Selon un porte-parole du Tribunal, Ryanair a déposé trente autres affaires auprès du Tribunal, y compris sur des sujets autres que le prétendu soutien corona non autorisé. Plus tôt, les juges européens ont jugé, entre autres, que la Commission devait mieux étayer pourquoi les Pays-Bas devraient être autorisés à donner des milliards à KLM et pourquoi la holding Air France-KLM a reçu un soutien à deux reprises, des Pays-Bas et de la France. Un dossier est toujours pendant concernant la recapitalisation d’Air France-KLM.
Touché par le Covid-19
Comme de nombreuses autres compagnies aériennes gravement touchées par le Covid-19 en 2020, Lufthansa a reçu un soutien financier important du gouvernement. Le groupe – qui comprend non seulement la compagnie aérienne allemande Lufthansa, mais aussi Brussels Airlines, Austrian Airlines, Swiss Air et Edelweiss Air – a reçu les 6 milliards d’euros en trois tranches. Le gouvernement allemand a acheté des actions de la société pour 300 millions d’euros, et l’État a pris deux “participations silencieuses”, de 4,7 milliards et 1 milliard d’euros.
Un tel soutien nécessitait l’approbation de la Commission européenne. Il devait évaluer si l’aide financière ne se ferait pas au détriment du marché européen libre et d’une concurrence loyale. Le Tribunal fait maintenant valoir que la Commission a commis plusieurs erreurs d’appréciation en procédant ainsi. Par exemple, la Commission a jugé à tort que Lufthansa n’était pas en mesure de trouver de « l’argent de secours » sur les marchés financiers. De plus, la Commission n’a pas exigé de l’Allemagne et de Lufthansa qu’elles acceptent de rembourser l’aide le plus rapidement possible, par exemple en laissant les taux d’intérêt augmenter dans le temps.
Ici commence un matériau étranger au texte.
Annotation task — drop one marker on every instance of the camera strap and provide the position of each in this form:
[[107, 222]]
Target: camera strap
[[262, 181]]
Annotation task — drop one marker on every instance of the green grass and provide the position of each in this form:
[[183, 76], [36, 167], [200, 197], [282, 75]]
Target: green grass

La Commission n’a pas non plus compris que Lufthansa dispose d’un pouvoir de marché significatif à Francfort et dans d’autres aéroports (allemands). Si tel est le cas et que l’aide d’État dépasse 250 millions d’euros comme ici, des mesures supplémentaires sont nécessaires pour limiter ce pouvoir.
Lufthansa a dû payer des droits de décollage et d’atterrissage dans certains aéroports (fentes), mais ils ne pouvaient être transférés aux nouveaux arrivants que dans ces aéroports. Cela était défavorable pour Ryanair et Condor, qui opéraient déjà à petite échelle dans les aéroports concernés.
La Commission européenne peut faire appel de l’arrêt du Tribunal. Lufthansa ne recevant plus de soutien, il est peu probable que la décision ait des conséquences financières directes pour le groupe allemand.